Under this bundling scenario, the Wall Street Journal would share revenue with other sites in its bundle according to an allocation scheme of its design. As long as the revenue allocated to other sites is sufficient to induce them to participate but less than the additional revenue that comes from increasing the number of subscriptions relative to the stand-alone offering, both the Journal and the other sites will gain from this arrangement.

As far as technical implementation is concerned, this is somewhat like the creation of so-called "affiliate marketing." For example, Amazon.com allows any web site to set up an account by which that site can promote a book, link to Amazon, and receive a portion of the revenue from the sale of the book. Amazon's engineers have developed software that makes the process of becoming an affiliate very simple.

Microsoft engineers could set up software that would make it easy for any web site to offer subscription bundles that include other web sites. It could set up standard methods for consumers to obtain subscriptions and select bundles. It could set up standard methods by which sites offer revenue-sharing terms to one another and accept or reject such terms.

I have not spent nearly as much time as I would like doing research about Internet porn, but I have the sense that there are communities of porn sites that operate using something like this infrastructure. That is, the consumer obtains a "pass" or a "virtual membership card" on one site, and this also gives the consumer access to affiliated sites. That is the sort of model that I am proposing for journalism, music, and software.

In equilibrium, we might wind up with a few "mass" clubs in each sector, where the membership cost is low and the selection of content is generic. In addition, we might wind up with a large number of "niche" clubs that offer subscription bundles of narrower interest.

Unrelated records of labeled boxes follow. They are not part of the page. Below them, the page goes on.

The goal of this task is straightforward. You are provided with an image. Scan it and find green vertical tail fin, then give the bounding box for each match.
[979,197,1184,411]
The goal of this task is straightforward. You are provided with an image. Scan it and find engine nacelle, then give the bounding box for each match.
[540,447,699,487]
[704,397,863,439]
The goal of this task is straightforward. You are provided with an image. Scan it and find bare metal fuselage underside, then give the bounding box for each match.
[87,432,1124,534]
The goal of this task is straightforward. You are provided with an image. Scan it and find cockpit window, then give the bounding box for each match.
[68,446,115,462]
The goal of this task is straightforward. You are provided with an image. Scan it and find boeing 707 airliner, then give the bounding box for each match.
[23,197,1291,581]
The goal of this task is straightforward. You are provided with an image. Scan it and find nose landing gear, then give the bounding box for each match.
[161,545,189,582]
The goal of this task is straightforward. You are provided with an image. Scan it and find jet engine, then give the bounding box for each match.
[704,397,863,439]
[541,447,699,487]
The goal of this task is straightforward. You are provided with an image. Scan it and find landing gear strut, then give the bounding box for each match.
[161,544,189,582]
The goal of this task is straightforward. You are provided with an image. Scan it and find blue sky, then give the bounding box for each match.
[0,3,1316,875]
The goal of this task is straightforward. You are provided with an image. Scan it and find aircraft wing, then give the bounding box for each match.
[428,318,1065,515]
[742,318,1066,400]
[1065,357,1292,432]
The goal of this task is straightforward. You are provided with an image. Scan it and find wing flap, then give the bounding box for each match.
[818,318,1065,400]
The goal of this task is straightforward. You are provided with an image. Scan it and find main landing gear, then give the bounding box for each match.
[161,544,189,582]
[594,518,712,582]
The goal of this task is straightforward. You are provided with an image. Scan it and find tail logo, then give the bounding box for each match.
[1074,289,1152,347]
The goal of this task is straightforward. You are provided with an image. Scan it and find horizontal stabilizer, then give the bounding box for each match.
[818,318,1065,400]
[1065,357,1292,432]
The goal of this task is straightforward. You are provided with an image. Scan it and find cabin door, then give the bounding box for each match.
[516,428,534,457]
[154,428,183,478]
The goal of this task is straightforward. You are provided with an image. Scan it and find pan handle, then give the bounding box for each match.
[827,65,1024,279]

Whereas the "mass" clubs might cost less than $30 a year, the "niche" clubs might cost $100 a year are more. This is because the smaller number of subscribers will only support the online content if each subscriber pays more money.

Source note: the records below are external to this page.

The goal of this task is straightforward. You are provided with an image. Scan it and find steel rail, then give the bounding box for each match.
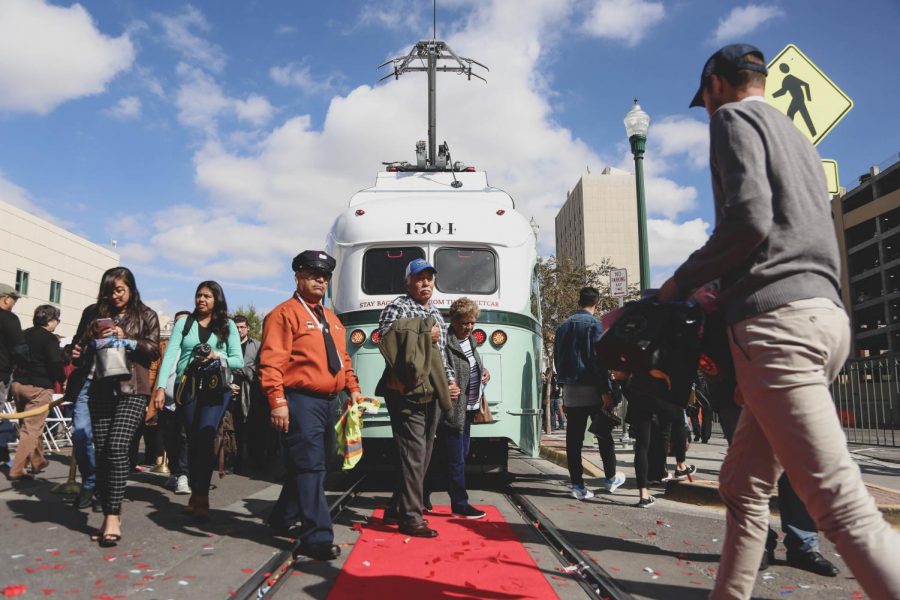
[228,475,366,600]
[505,492,634,600]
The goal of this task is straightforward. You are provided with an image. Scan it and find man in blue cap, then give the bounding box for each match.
[660,44,900,599]
[376,258,459,538]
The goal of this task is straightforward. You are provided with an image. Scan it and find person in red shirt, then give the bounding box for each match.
[259,250,361,560]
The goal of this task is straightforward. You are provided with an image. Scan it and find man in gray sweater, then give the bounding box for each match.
[660,44,900,598]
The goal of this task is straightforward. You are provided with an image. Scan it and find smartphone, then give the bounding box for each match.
[94,318,116,335]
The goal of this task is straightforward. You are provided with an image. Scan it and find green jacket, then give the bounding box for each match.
[375,317,452,410]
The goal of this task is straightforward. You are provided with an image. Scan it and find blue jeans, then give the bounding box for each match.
[550,398,566,429]
[766,473,819,554]
[179,389,232,496]
[440,410,478,511]
[72,378,97,490]
[268,389,337,544]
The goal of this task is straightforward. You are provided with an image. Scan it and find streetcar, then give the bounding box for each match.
[326,40,542,469]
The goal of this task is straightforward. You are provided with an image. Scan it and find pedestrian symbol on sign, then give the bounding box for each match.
[772,63,816,137]
[766,44,853,145]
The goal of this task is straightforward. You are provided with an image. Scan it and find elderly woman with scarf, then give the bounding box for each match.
[438,298,491,519]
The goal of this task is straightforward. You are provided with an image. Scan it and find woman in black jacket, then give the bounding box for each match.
[9,304,66,481]
[438,298,491,519]
[70,267,159,547]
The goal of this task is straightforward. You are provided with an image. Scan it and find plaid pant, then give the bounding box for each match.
[89,389,147,515]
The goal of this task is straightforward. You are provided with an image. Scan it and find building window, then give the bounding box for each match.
[16,270,28,296]
[50,280,62,304]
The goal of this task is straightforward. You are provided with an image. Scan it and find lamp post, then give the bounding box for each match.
[625,98,650,292]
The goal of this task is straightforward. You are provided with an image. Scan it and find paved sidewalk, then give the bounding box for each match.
[541,430,900,527]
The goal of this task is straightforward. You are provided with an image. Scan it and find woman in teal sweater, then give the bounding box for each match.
[153,281,244,520]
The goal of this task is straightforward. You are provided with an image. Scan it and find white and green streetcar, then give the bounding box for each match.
[326,40,542,468]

Web sites that affiliate with clubs will need software support. They will want to see reports on how well the different clubs with which they affiliate are performing in giving them revenue. They will want to be able to adjust what is available on their sites to different users based on different levels of membership. They will want to be able to process payments to and from other sites as part of revenue-sharing arrangements.

In the preceding essay, I talked about three conditions that need to be satisfied to make a product successful from Microsoft's perspective. The table below shows how these conditions would be met by providing Club Infrastructure Support.

Key to SuccessHow Club Infrastructure Support Would Fit
Focuses on SoftwareMicrosoft's role would be to develop programs, interfaces, and standards. For example, Microsoft would develop specifications for how any site can invite another site to participate in a club.
Levers Microsoft's installed base and network effectsMicrosoft can ensure that future versions of its browser make it easy for consumers to join clubs. In addition, it can ensure that future versions of its web site development tools make it easy for a web site owner to set up clubs and to join other clubs.
Levers the development work of other software vendorsOne of the basic categories of clubs could be a software club. If you join the club, you are entitled to download and upgrade the software of firms that belong to the club. Small software companies that otherwise would have difficulty marketing software could focus on writing software and let the club take care of generating revenue.

In conclusion, developing infrastructure for forming clubs or subscription bundles would seem to be a plausible strategy for Microsoft.